Faut-il avoir une imagination débordante pour réussir en mémoire ?

Faut-il une imagination débordante pour exceller en mémoire ? Entre mémoire visuelle, palais mentaux, imagerie mentale et techniques comme le PAO, cet article explore ce que la science et l’expérience révèlent sur le rôle réel de l’imagination dans la performance mnésique.

La mémoire humaine fascine autant qu’elle interroge. Parmi les techniques les plus puissantes utilisées aujourd’hui par les champions de la mémoire, nombreuses sont celles qui reposent sur des procédés visuels et narratifs, souvent qualifiés d’« imaginatifs ». Faut-il pour autant être doté d’une imagination débordante pour exceller dans cet art ? Cet article explore cette question sous les angles scientifique, pédagogique et expérimental.

Ce que dit la science sur l’imagination et la mémoire

La mémoire visuelle et associative

Les recherches en psychologie cognitive ont montré que l’information associée à une image mentale vivide est mieux retenue qu’une information abstraite. C’est le principe de la dual coding theory (Paivio, 1971), selon lequel le cerveau encode mieux une information lorsqu’elle est traitée à la fois verbalement et visuellement.

En savoir plus sur le principe de la dual coding theory (Paivio, 1971).

Par ailleurs, la méthode des loci, utilisée depuis l’Antiquité, repose sur la capacité à construire des images mentales vivantes et à les associer à un parcours spatial connu. Cette technique est encore aujourd’hui la base des performances dans les compétitions de mémoire.

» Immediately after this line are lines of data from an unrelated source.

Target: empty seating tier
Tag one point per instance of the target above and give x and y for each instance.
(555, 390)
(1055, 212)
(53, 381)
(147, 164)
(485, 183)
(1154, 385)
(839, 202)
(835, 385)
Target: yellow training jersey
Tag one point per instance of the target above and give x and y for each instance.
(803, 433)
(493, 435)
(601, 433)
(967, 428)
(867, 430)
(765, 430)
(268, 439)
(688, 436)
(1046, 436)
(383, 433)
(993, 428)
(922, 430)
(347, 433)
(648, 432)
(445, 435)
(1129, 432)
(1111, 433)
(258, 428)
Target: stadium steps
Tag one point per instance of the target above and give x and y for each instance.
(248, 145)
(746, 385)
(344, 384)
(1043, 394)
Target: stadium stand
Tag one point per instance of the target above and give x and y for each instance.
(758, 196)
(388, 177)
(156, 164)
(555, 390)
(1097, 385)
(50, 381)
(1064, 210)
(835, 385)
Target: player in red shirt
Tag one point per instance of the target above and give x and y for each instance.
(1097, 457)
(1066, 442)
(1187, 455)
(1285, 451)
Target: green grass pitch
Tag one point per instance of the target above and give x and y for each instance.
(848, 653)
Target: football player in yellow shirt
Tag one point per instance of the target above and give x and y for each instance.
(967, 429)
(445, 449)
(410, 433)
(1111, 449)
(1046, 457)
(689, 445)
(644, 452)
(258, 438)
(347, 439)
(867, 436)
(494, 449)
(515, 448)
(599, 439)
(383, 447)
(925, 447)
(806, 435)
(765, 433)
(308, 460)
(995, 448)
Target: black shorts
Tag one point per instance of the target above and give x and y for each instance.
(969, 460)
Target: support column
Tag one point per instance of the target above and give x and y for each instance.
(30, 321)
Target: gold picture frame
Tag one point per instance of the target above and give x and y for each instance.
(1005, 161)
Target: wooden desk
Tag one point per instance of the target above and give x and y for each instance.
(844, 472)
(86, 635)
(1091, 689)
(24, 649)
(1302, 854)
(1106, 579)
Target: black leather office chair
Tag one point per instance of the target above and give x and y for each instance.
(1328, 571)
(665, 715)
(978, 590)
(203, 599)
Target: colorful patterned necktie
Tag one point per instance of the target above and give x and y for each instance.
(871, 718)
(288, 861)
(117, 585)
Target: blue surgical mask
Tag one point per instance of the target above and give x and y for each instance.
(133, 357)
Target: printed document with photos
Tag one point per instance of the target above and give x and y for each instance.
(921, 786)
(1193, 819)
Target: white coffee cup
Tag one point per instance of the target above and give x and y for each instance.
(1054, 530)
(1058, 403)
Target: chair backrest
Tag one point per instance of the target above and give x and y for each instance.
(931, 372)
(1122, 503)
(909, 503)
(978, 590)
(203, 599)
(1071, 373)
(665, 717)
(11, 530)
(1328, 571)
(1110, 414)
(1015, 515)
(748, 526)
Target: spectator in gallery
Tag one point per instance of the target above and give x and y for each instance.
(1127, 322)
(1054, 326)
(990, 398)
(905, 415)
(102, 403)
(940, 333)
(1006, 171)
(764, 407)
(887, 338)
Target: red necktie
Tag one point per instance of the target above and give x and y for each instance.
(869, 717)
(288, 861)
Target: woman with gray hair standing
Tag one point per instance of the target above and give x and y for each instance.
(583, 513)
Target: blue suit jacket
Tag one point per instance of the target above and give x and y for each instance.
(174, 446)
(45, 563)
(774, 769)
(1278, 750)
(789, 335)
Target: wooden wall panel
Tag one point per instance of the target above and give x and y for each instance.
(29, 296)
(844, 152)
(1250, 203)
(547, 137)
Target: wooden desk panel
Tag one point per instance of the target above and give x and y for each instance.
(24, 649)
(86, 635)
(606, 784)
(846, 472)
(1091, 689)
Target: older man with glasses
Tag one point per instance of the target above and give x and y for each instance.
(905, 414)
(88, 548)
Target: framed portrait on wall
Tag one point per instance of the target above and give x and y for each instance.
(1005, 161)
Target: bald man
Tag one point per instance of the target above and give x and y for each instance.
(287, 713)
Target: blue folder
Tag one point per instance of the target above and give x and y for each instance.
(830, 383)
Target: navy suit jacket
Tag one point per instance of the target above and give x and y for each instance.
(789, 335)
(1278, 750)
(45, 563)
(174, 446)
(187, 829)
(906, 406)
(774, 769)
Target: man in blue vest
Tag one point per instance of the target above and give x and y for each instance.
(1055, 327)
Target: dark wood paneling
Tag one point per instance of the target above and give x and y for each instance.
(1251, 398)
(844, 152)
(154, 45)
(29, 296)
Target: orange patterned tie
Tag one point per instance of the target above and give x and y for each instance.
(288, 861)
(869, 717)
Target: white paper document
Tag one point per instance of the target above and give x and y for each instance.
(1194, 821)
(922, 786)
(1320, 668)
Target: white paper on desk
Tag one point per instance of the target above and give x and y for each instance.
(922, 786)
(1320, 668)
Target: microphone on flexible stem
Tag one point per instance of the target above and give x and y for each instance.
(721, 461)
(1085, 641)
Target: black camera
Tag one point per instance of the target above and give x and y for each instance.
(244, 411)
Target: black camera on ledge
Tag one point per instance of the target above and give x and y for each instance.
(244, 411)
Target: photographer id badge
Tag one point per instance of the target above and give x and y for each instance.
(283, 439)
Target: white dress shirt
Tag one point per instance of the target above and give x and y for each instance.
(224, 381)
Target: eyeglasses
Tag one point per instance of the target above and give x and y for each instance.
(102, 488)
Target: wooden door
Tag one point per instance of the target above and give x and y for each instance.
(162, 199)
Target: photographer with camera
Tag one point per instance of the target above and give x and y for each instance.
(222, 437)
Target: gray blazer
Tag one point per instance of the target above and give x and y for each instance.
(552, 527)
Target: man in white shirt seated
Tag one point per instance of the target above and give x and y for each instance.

Imagination vs imagerie mentale

Attention cependant à ne pas confondre imagination débordante et capacité d’imagerie mentale. Certaines personnes très imaginatives ont du mal à structurer leurs pensées ou à canaliser leur attention, tandis que d’autres, sans être « créatives » au sens artistique, manipulent efficacement des images simples et fonctionnelles pour retenir l’information.

Un article de Pearson et al. (2015) dans Nature Reviews Neuroscience rappelle que l’imagerie mentale peut être entraînée et qu’elle varie grandement entre les individus. Il existe même une condition appelée aphantasie, où les personnes ne parviennent pas à visualiser d’images mentales du tout — pourtant certaines d’entre elles parviennent à développer une excellente mémoire par d’autres biais, comme la répétition ou la structure logique.


Que font réellement les champions de la mémoire ?

Des images codées, pas de la fantaisie

Les compétiteurs de mémoire utilisent des systèmes très structurés, comme le PAO (Personnage-Action-Objet), le système majeur, ou encore les palais mentaux. Ces techniques reposent davantage sur la récurrence et l’efficacité que sur la fantaisie pure.

Par exemple, mémoriser un chiffre comme 37 20 09 peut donner dans un système PAO :

Mickey (37) qui danse (20) avec une soupe (09)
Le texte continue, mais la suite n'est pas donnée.